PGO can be deployed to your application or library with the following steps: 1. Identify a representative workload. 2. Collect profiles. 3. Use the profiles in a Release build.

Step 1: Identify a Representative Workload

First, identify a representative benchmark or workload for your application. This is a critical step as the profiles collected from the workload identify the hot and cold regions in the code. When using the profiles, the compiler will perform aggressive optimizations and inlining in the hot regions. The compiler may also choose to reduce the code size of cold regions while trading off performance.

Identifying a good workload is also beneficial to keep track of performance in general.

Step 2: Collect Profiles

Profile collection involves three steps: - building native code with instrumentation, - running the instrumented app on the device and generating profiles, and - merging/post-processing the profiles on the host.

Create Instrumented Build

The profiles are collected by running the workload from step 1 on an instrumented build of the application. To generate an instrumented build, add -fprofile-generate to the compiler and linker flags. This flag should be controlled by a separate build variable since the flag is not needed during a default build.

Generate Profiles

Next, run the instrumented app on the device and generate profiles. Profiles are collected in memory when the instrumented binary is run and get written to a file at exit. However, functions registered with atexit are not called in an Android app — the app just gets killed.

The application/workload has to do extra work to set a path for the profile file and then explicitly trigger a profile write.

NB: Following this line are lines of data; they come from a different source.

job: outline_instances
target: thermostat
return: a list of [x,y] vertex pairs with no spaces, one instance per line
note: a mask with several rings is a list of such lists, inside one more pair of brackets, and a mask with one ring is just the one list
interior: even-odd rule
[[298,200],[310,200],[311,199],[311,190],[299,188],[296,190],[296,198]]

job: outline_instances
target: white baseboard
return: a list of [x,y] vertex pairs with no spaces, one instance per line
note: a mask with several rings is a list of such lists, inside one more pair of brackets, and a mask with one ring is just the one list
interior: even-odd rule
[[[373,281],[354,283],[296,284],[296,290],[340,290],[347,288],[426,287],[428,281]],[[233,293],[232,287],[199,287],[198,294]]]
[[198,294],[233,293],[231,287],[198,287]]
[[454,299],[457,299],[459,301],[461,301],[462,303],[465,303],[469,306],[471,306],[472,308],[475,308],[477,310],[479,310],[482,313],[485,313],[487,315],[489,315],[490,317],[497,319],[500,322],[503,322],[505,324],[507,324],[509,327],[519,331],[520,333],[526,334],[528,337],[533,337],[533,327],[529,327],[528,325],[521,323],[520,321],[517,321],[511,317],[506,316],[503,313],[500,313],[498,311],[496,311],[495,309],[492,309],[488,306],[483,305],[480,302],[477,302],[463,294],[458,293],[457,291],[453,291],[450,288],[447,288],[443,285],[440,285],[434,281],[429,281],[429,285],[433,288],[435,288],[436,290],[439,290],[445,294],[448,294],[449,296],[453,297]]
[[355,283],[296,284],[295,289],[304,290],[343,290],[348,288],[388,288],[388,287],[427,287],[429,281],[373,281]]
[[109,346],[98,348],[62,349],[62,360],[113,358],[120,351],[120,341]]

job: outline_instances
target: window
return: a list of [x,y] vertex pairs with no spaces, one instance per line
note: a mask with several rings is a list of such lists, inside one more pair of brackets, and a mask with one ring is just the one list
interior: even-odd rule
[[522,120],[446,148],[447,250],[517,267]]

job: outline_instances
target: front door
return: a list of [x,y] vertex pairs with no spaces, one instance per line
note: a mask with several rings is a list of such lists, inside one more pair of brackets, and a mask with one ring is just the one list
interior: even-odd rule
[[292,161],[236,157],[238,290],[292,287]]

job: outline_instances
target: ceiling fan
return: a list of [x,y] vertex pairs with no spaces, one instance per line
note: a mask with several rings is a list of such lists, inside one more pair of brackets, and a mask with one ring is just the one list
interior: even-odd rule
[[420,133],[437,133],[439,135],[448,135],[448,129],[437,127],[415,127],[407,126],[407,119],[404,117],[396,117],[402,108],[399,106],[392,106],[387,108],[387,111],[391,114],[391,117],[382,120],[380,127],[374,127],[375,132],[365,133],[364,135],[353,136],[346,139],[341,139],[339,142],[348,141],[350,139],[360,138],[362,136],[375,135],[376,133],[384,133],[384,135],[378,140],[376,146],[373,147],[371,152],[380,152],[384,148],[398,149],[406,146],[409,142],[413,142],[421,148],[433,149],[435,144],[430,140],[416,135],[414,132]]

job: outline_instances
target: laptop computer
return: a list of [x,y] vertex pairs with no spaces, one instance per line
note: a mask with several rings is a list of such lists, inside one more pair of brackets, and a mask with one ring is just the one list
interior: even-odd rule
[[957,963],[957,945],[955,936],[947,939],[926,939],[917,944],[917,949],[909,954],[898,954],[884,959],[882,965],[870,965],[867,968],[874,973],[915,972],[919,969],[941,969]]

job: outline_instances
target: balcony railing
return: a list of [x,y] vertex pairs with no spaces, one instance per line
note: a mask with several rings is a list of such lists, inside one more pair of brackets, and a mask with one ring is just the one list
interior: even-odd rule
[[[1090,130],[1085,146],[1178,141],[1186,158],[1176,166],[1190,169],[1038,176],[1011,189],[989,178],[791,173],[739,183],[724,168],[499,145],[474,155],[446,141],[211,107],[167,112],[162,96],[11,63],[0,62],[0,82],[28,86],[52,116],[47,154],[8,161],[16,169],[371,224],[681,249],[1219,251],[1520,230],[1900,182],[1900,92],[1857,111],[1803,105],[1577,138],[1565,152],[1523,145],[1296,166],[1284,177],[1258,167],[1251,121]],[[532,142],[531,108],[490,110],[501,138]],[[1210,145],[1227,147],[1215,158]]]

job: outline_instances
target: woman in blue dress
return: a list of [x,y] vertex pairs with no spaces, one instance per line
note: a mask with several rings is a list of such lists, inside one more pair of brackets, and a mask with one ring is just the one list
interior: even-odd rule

  • To set the profile file path, call __llvm_profile_set_filename(PROFILE_DIR "/default-%m.profraw. %m is useful when there are multiple shared libraries. %m` expands to a unique module signature for that library, resulting in a separate profile per library. See here for other useful pattern specifiers. PROFILE_DIR is a directory that is writable from the app. See the demo for detecting this directory at runtime.
  • To explicitly trigger a profile write, call the __llvm_profile_write_file function.
extern "C" {
extern int __llvm_profile_set_filename(const char*);
extern int __llvm_profile_write_file(void);
}

#define PROFILE_DIR "<location-writable-from-app>"
void workload() {
  // ...
  // run workload
  // ...

  // set path and write profiles after workload execution
  __llvm_profile_set_filename(PROFILE_DIR "/default-%m.profraw");
  __llvm_profile_write_file();
  return;
}

NB: Generating the profile file is simpler if the workload is a standalone binary — just set the LLVM_PROFILE_FILE environment variable to %t/default-%m.profraw before running the binary.

Post-process Profiles

The profile files are in the .profraw format. They must first be fetched from the device using adb pull. After fetch, use the llvm-profdata utility in the NDK to convert from .profraw to .profdata, which can then be passed to the compiler.

$NDK/toolchains/llvm/prebuilt/linux-x86_64/bin/llvm-profdata \
    merge --output=pgo_profile.profdata \
    <list-of-profraw-files>

Use the llvm-profdata and clang from the same NDK release to avoid version mismatch of the profile file formats.

Step 3 Use the Profiles to Build Application

Use the profile from the previous step during a release build of your application by passing -fprofile-use=<>.profdata to the compiler and linker. The profiles can be used even as the code evolves — the Clang compiler can tolerate slight mismatch between the source and the profiles.

NB: In general, for most libraries, the profiles are common across architectures. For e.g., profiles generated from arm64 build of the library can be used for all architectures. The caveat being that if there are architecture-specific code paths in the library (arm vs x86 or 32-bit vs 64-bit), separate profiles should be used for each such configuration.

Putting it all together

https://github.com/DanAlbert/ndk-samples/tree/pgo/pgo shows an end-to-end demo for using PGO from an app. It provides additional details that were skimmed over in this doc.

  • The CMake build rules show how to setup a CMake variable that builds native code with instrumentation. When the build variable is not set, native code is optimized using previously generated PGO profiles.
  • In an instrumented build, pgodemo.cpp writes the profiles are workload execution.
  • A writable location for the profiles is obtained at runtime in MainActivity.kt using applicationContext.cacheDir.toString().
  • To pull profiles from the device without requiring adb root, use the adb recipe here.